Darum gehts
- BMW präsentiert überarbeiteten 7er und i7 fürs Modelljahr 2027
- Frontdesign betont Prestige, Innenraum erhält Panoramic-Display
- Elektrischer i7 bietet bis zu 680 PS und 720 Kilometer Reichweite
Die Zeiten filigraner Formen sind – markenübergreifend und insbesondere in der Luxusklasse – weitgehend vorbei. Stattdessen wird optisch vor allem auf den Geschmack der Kunden in Asien und in den USA eingegangen. Das zeigt sich auch beim neuen BMW 7er und seinem elektrischen Pendant, dem BMW i7.
Während die Flanken des neuen Modelljahrgangs 2027 nur behutsam überarbeitet wurden, setzt die Front auf maximale Präsenz: Ein wuchtiger Kühler und noch stärker getrennte Lichtelemente sorgen für einen extrem polarisierenden, aber zweifellos prestigeträchtigen Auftritt. Das Heck wurde zwar nur leicht angepasst, nähert sich optisch so aber der Designsprache der «Neuen Klasse» und den Modellen iX3 und i3 an.
Das Wettbewerbsumfeld für die stattliche Limousine wird langsam überschaubar, nachdem sich Audi mit dem A8 überraschend aus der Luxusklasse verabschiedet hat. So stehen dem 7er/i7 im Wesentlichen nur noch die Mercedes S-Klasse sowie der elektrische EQS gegenüber.
Antriebswahl bleibt gross
BMWs Strategie bleibt klar und konsequent: verschiedene Antriebsarten, ein einheitliches Erscheinungsbild. Ob Plug-in-Hybrid, effizienter Diesel oder vollelektrischer i7 – die Wahl liegt beim Kunden. Den Einstieg markiert der BMW 740 xDrive mit 400 Verbrenner-PS (in Deutschland ab 117'900 Euro, umgerechnet ca. 108'200 Franken), während die elektrischen i7-Modelle je nach Leistungsstufe bis 680 PS bieten und preislich bis 182'400 Euro (ca. 167'400 Fr.) reichen. Schweizer Preise sind leider zurzeit offiziell noch nicht bekannt.

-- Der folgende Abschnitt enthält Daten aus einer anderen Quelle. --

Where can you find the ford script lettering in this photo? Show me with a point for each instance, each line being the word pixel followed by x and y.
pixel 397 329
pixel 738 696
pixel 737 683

Für Europa (und die Schweiz) weiterhin relevant ist natürlich der 740d xDrive mit 313 PS und 4x4, ergänzt durch zwei weitere Plug-in-Hybride mit bis zu 612 PS und elektrischen Reichweiten von bis zu 82 Kilometern. Trotz 400-Volt-Technik liegt die Ladeleistung neu bei bis zu 250 kW, die Reichweite bei rund 720 Kilometern.
Komplett neues Cockpit
Im Innenraum geht BMW neue Wege. Die klassische Cockpitstruktur weicht dem sogenannten Panoramic-Display, bekannt aus der «Neuen Klasse» und dem iX3. In Kombination mit dem neu gestalteten Lenkrad bleibt die Bedienung Geschmackssache, zumal viele Funktionen über Sprache oder den 17,9-Zoll-Zentralbildschirm gesteuert werden. Neu gibts ein zusätzliches 14,6-Zoll-Display für den Beifahrer. Dafür wurde die zuvor verfügbare Level-3-Automatisierung gestrichen – wie schon bei Mercedes – und durch ein Level-2+-System ersetzt. Die Produktion startet bereits Ende Mai, ab dann kann auch bestellt werden. Die ersten Fahrzeuge dürften im Juli zu den Händlern rollen.